# Strategy Backtesting & Analysis

This notebook is the ultimate proving ground for your strategy. It demonstrates rigorous, realistic backtesting, comprehensive performance analysis, and advanced risk assessment, mimicking a production trading environment.

In [None]:
# 1. Event-Driven Backtesting Simulation
from src.backtest import Backtester
from src.strategy import MeanReversionStrategy
from src.ml_models import MLModels
from src.data_handler import DataHandler

# Load features, prices, and trained model
features_df = pd.read_parquet("../data/spread_features.parquet")
prices_df = pd.read_parquet("../data/prices.parquet")
ml = MLModels(model_dir="../models")
ml.model = ml.load_model("../models/best_model_v1.joblib")

# Instantiate strategy and backtester
strategy = MeanReversionStrategy(model=ml.model, use_ml_confidence=True)
backtester = Backtester(strategy, features_df, prices_df)

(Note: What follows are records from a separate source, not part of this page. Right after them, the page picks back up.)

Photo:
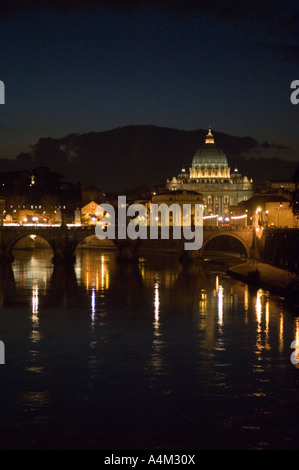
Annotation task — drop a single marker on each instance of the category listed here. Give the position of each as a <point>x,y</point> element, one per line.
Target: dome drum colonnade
<point>210,175</point>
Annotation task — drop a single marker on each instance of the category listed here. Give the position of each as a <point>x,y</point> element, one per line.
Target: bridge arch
<point>207,239</point>
<point>11,244</point>
<point>91,240</point>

# Run event-driven backtest
results = backtester.run()
print("Backtest complete.")

In [None]:
# 2. Illustrate Order Book Simulation & Slippage Model
from src.backtest import SlippageModel

slippage_model = SlippageModel()
example_slippage = slippage_model.calculate(
    quantity=1000,
    price=prices_df["spread"].iloc[-1],
    volatility=features_df["spread_vol_20"].iloc[-1],
    avg_daily_volume=prices_df["volume"].mean()
)
print(f"Example slippage for 1000 units: {example_slippage:.4f}")

In [None]:
# 3. Granular Performance Analysis

import matplotlib.pyplot as plt
import seaborn as sns
import numpy as np

# Equity curve and drawdown
equity_curve = results['equity_curve']
drawdown = equity_curve - equity_curve.cummax()
plt.figure(figsize=(14, 6))
plt.subplot(2,1,1)
plt.plot(equity_curve)
plt.title("Equity Curve")
plt.subplot(2,1,2)
plt.plot(drawdown, color='red')
plt.title("Drawdown")
plt.tight_layout()
plt.show()

# Daily P&L histogram
plt.figure(figsize=(8,4))
sns.histplot(results['pnl'], bins=50, kde=True)
plt.title("Daily P&L Distribution")
plt.show()

In [None]:
# 4. Performance Metrics Table

from src.utils import rolling_sharpe, rolling_drawdown

def sharpe_ratio(returns):
    return np.mean(returns) / (np.std(returns) + 1e-8) * np.sqrt(252)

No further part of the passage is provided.